Der Fall betraf eine Frau namens May Donoghue, die behauptete, sie sei krank, nachdem sie Ingwerbier aus einer von David Stevenson hergestellten Flasche getrunken hatte. Im Ingwerbier befand sich eine verwesende Schnecke, die dazu führte, dass Donoghue krank wurde.
Donoghue reichte eine Klage gegen Stevenson ein und behauptete, er habe seiner Pflicht, mit angemessener Sorgfalt die Sicherheit seines Produkts zu gewährleisten, nicht nachgekommen. Der Fall ging durch verschiedene Gerichte in Schottland und erreichte schließlich das House of Lords, das höchste Gericht des Landes.
In einem wegweisenden Urteil vertrat Lord Atkin die Mehrheitsmeinung und entschied, dass Stevenson Donoghue eine Fürsorgepflicht schulde und für ihre Verletzung haftbar gemacht werden könne. Lord Atkin führte das „Nachbarnprinzip“ ein und besagte, dass eine Person angemessene Sorgfalt walten lassen muss, um Handlungen oder Unterlassungen zu vermeiden, bei denen vernünftigerweise davon auszugehen ist, dass sie ihren Nachbarn Schaden zufügen.
Der Begriff „Nachbar“ wurde weit gefasst und umfasste jeden, der potenziell von den Handlungen einer Person betroffen sein könnte.
Damit wurde die Grundlage für das moderne Fahrlässigkeitsrecht gelegt und anerkannt, dass Einzelpersonen die Pflicht haben, vernünftig zu handeln, um vorhersehbaren Schaden für andere abzuwenden.
Der Fall Donoghue gegen Stevenson revolutionierte das Deliktsrecht und erweiterte den Umfang der Fahrlässigkeitshaftung erheblich. Es schuf einen Präzedenzfall für Einzelpersonen, die Schadensersatz für Schäden verlangen können, die sich aus der mangelnden Sorgfalt einer anderen Partei ergeben.

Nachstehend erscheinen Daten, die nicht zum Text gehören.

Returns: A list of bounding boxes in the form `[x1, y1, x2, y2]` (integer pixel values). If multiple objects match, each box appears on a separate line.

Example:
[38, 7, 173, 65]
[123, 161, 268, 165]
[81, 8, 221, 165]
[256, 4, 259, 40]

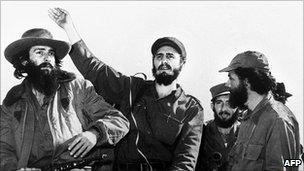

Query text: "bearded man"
[0, 28, 129, 171]
[220, 51, 300, 171]
[196, 83, 240, 171]
[49, 8, 203, 171]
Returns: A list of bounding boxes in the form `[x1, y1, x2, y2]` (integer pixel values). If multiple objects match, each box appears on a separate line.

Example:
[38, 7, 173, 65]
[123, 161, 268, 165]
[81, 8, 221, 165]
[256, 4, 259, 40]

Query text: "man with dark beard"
[196, 83, 239, 171]
[220, 51, 300, 171]
[49, 8, 203, 171]
[0, 28, 129, 171]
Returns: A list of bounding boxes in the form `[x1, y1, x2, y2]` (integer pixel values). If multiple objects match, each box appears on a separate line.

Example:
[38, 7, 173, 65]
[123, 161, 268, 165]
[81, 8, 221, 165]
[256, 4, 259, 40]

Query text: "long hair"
[235, 67, 289, 103]
[13, 50, 62, 79]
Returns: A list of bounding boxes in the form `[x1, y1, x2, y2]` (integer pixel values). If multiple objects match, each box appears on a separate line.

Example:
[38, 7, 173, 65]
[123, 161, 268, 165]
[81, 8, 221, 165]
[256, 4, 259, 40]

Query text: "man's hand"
[48, 8, 73, 30]
[68, 130, 98, 157]
[48, 8, 81, 45]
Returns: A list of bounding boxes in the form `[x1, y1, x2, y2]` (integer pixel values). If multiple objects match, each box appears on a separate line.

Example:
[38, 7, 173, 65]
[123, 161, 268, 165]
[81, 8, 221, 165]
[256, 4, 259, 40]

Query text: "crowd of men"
[0, 8, 301, 171]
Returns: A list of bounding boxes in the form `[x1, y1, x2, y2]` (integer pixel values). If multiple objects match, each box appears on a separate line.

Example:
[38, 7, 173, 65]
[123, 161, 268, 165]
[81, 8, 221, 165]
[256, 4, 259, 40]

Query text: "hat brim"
[4, 38, 71, 64]
[284, 92, 292, 98]
[219, 66, 236, 72]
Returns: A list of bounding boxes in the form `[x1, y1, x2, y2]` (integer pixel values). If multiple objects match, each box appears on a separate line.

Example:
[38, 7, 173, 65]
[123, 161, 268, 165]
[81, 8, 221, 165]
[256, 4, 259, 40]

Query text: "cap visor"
[219, 66, 234, 72]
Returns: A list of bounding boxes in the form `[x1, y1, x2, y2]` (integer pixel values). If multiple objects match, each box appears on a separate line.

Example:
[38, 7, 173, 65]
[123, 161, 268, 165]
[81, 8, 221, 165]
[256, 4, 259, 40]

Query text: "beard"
[229, 81, 248, 109]
[25, 62, 61, 96]
[213, 109, 238, 128]
[152, 64, 181, 86]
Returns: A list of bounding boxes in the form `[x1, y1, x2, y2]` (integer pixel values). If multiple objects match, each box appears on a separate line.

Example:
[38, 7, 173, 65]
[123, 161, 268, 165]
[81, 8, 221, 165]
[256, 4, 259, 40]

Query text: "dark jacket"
[0, 71, 129, 171]
[70, 40, 203, 170]
[196, 120, 239, 171]
[229, 93, 300, 171]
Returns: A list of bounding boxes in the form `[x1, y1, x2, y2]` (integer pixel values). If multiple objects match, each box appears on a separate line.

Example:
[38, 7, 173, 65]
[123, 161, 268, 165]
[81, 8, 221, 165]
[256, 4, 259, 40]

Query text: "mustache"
[219, 111, 230, 115]
[39, 62, 54, 68]
[157, 64, 172, 70]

Das „Nachbarschaftsprinzip“ ist seitdem zu einem Eckpfeiler des Fahrlässigkeitsrechts in Rechtsordnungen des Common Law auf der ganzen Welt geworden und prägt weiterhin Rechtsentscheidungen, die Sorgfaltspflichten und die Haftung für Schäden betreffen, die eine Partei einer anderen zufügt.